The real economy
Many observers and commentators consider that Covid-19 damaged the real economy with such force that almost all components of aggregate demand have been decimated beyond expectations and forecasts. For a while, and especially during the lockdown, it looked as though just about all sectors of the economy were in free fall and it is only now that Australia is slowly beginning to emerge from its induced coma that the damages can be assessed. Whilst it is unclear what shape the recovery will take, one thing is clear and that is that there is a distinct possibility that we are seeing the early beginnings of an insolvency pandemic that will gather momentum once the temporary relief measures expire.
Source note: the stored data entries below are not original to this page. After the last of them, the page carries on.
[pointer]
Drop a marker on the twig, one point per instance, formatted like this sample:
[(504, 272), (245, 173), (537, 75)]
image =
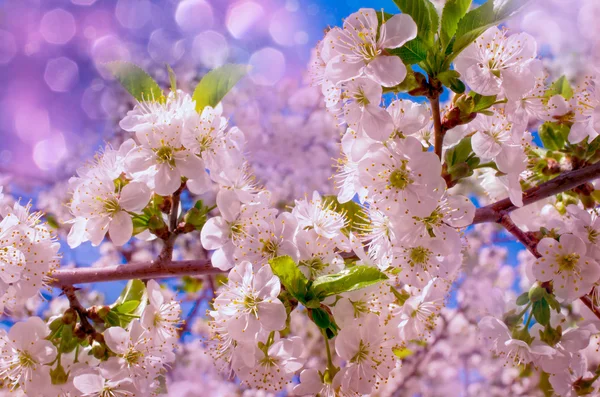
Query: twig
[(207, 292), (437, 125), (86, 327), (530, 243), (562, 183), (136, 270)]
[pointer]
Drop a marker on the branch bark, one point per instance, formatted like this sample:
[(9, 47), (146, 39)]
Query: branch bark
[(562, 183), (437, 125), (136, 270)]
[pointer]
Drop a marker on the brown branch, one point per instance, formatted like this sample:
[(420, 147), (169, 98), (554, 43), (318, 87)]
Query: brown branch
[(437, 125), (207, 293), (562, 183), (589, 302), (136, 270), (74, 303), (530, 242)]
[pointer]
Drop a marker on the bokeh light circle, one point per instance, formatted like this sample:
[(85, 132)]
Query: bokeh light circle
[(48, 154), (164, 47), (61, 74), (268, 66), (194, 15), (57, 26), (242, 17), (133, 14), (210, 48)]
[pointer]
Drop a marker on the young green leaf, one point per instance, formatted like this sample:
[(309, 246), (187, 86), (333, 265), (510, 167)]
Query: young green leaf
[(477, 21), (553, 135), (424, 15), (561, 87), (541, 312), (134, 290), (137, 82), (351, 279), (413, 52), (482, 102), (354, 212), (290, 276), (453, 11), (127, 307), (523, 299), (216, 84)]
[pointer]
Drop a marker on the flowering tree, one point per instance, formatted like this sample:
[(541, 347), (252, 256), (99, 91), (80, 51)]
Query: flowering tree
[(393, 286)]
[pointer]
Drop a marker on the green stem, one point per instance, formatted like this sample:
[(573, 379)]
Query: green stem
[(331, 369)]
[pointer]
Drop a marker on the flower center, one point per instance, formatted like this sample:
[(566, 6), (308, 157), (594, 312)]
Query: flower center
[(593, 234), (132, 357), (567, 263), (111, 206), (419, 256), (400, 177), (315, 266), (270, 248), (166, 154), (362, 354), (26, 360), (360, 97), (251, 303), (205, 141)]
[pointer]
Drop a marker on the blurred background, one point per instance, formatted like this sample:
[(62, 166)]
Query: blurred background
[(58, 104)]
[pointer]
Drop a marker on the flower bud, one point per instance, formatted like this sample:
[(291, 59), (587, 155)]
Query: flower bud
[(98, 351), (58, 375), (536, 293), (70, 316), (195, 217)]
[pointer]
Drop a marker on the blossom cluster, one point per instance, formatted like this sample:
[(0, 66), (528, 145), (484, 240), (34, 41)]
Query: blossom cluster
[(339, 295), (58, 358)]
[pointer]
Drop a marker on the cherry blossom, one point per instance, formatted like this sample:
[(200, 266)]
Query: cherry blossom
[(357, 49)]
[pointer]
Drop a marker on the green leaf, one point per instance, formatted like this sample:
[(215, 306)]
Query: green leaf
[(351, 279), (352, 211), (134, 290), (403, 352), (413, 52), (321, 318), (523, 299), (553, 135), (132, 302), (560, 87), (449, 78), (453, 11), (172, 78), (216, 84), (137, 82), (541, 312), (482, 102), (459, 153), (112, 319), (290, 276), (477, 21), (424, 15), (127, 307)]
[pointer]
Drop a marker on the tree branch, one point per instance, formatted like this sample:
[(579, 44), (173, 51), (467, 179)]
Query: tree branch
[(437, 125), (74, 303), (530, 243), (136, 270), (562, 183)]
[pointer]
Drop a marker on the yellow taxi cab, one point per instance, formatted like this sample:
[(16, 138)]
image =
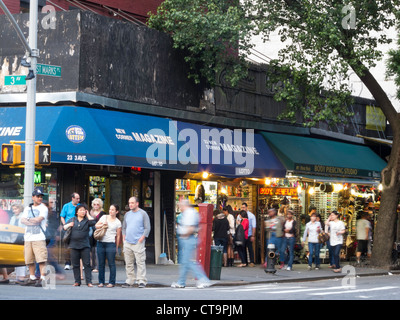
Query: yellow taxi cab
[(11, 246)]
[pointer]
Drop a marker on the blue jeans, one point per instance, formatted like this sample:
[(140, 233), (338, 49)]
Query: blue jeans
[(331, 259), (188, 262), (314, 248), (106, 250), (336, 255), (289, 242), (222, 242), (277, 241)]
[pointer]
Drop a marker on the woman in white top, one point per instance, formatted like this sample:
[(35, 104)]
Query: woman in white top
[(313, 229), (337, 229), (107, 247)]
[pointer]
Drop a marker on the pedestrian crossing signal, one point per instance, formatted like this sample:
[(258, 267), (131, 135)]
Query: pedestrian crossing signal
[(10, 154), (42, 154)]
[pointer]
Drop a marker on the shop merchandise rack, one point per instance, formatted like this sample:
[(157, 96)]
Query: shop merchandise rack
[(325, 203)]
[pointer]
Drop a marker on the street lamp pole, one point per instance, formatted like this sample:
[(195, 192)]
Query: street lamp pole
[(33, 53), (31, 106)]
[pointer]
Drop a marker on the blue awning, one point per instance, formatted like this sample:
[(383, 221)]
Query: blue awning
[(98, 137), (231, 153), (82, 135)]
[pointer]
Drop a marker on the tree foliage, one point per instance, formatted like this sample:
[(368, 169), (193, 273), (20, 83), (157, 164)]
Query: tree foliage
[(325, 39)]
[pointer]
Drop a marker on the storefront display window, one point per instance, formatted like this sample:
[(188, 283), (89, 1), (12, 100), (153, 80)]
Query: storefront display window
[(12, 187)]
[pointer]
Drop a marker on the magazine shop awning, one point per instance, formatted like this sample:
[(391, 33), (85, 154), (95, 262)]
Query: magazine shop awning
[(303, 155), (230, 153), (82, 135), (99, 137)]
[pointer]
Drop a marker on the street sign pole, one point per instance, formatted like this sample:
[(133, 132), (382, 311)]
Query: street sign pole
[(31, 107)]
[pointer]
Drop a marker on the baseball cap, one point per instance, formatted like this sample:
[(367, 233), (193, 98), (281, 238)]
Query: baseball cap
[(37, 192)]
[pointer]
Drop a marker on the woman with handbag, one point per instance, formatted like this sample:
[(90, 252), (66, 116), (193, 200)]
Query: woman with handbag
[(241, 248), (337, 230), (79, 243), (313, 229), (108, 244), (96, 213)]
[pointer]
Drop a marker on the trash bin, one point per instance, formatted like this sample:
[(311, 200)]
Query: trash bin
[(216, 262)]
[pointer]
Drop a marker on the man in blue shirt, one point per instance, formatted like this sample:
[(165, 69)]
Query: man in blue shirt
[(187, 230), (68, 212), (251, 233), (135, 229)]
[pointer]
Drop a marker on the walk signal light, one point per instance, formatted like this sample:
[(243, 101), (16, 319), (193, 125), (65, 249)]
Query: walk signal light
[(10, 154), (42, 154)]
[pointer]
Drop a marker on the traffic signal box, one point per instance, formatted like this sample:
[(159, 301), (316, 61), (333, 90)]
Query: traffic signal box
[(11, 154), (42, 154)]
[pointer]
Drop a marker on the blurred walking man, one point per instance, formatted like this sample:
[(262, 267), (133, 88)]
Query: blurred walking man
[(135, 229)]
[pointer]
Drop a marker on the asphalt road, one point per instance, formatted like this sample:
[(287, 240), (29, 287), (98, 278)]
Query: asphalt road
[(360, 288)]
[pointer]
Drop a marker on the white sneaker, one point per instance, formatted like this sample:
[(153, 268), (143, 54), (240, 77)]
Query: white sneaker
[(202, 285), (177, 285)]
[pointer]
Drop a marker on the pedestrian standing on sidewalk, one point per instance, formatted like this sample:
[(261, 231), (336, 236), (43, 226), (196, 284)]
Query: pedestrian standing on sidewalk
[(79, 243), (187, 230), (290, 237), (251, 234), (275, 233), (313, 229), (244, 222), (363, 229), (337, 230), (34, 218), (17, 209), (96, 213), (231, 219), (135, 229), (107, 246), (221, 233), (68, 212), (328, 244)]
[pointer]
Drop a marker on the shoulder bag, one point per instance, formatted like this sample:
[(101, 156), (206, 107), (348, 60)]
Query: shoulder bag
[(99, 233), (239, 236), (46, 233)]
The temporary relief measures
The Coronavirus Economic Response Package (Payments and Benefits) Act 2020 (Cth) is a temporary relief measure designed to provide financial support to entities affected by Covid-19. It contains in the order of 15 schedules that aspire to help various sectors of the economy survive the impact of Covid 19 where these measures range from the provision of instant asset write-offs to the early release of superannuation to name some. For present purposes, Schedule 12 is significant and it sets out the temporary relief measures for financially distressed businesses which are discussed below. These measures commence on 25 March 2020 and are in place for a period of six months (although they may perhaps be extended).
Statutory Demands
Typically, many companies end up being wound up for non-compliance with a statutory demand sent by a creditor. In that regard a presumption as to insolvency can arise where there has been a failure to comply with a statutory demand and that presumption usually applies for a 3 month period. The assumption does not arise where the statutory demand was set aside or withdrawn.
Before the temporary measures in the above act were implemented one of the key requirements for the issuing of a statutory demand was the existence of a debt, that was due and payable, and in an amount that was not less than $2,000. Under and for the duration of the temporary measures, the debt must not be less than $20,000 otherwise the statutory demand cannot be issued. Moreover, the time for compliance with a statutory demand has also temporary been increased from 21 days to 6 months.
Insolvent Trading
Another temporary measure is that for the 6-month period after 25 March 2020, the usual rules in s 588G(2) about the obligations on directors to prevent insolvent trading, do not apply if the debt was incurred in the ordinary course of business (and before an administrator / liquidator was appointed). A director wishing to mount such a defence has the onus of proving it.
Once the temporary measure expire
Many legal and other prognosticators consider that once the various measures included in the Coronavirus Economic Response Package (Payments and Benefits) Act 2020 (Cth) expire, including measures such as JobKeeper and those discussed above, then a large number of companies may end up being wound up. Liquidators will no doubt consider the availability of proceedings against directors for insolvent trading, and the possibility of bringing preference claims. Directors who do not have available to them D&O cover in the face of such proceedings may need to dip into their own pockets to defend such claims.
Ongoing Duties
Whilst the above temporary measures will no doubt provide some comfort to business entities and their directors there is still a need for ongoing awareness and compliance with other key duties.
Some of the other duties that should be adhered to include obligations on directors to:
- exercise due care and diligence;
- comply with their fiduciary duties, that is, to avoid a conflict between duty and personal interest and not to make any secret profits; and
- avoid engaging in any conduct that is or is likely to be misleading or deceptive under the ACL and or Corporations Legislation.
Ipso facto clauses
It is also worth remembering that whist certain contractual clauses (at least on paper) permit a company to modify or terminate contracts because of an insolvency event; such clauses cannot necessary be relied upon due to amendments made to the Corporations Legislation unless an application is made to the court for permission to exercise such contractual rights. Where such applications are made the court will have a discretion.
Commonly used defences
No discussion about the temporary measures would be complete without at least noting in passing some of the existing and key defences commonly relied upon. They are the defences contained in s 1317s (contraventions of civil penalty provisions) and s 1318 (proceedings for negligence, default, breach of trust etc.) of the Corporations Legislation.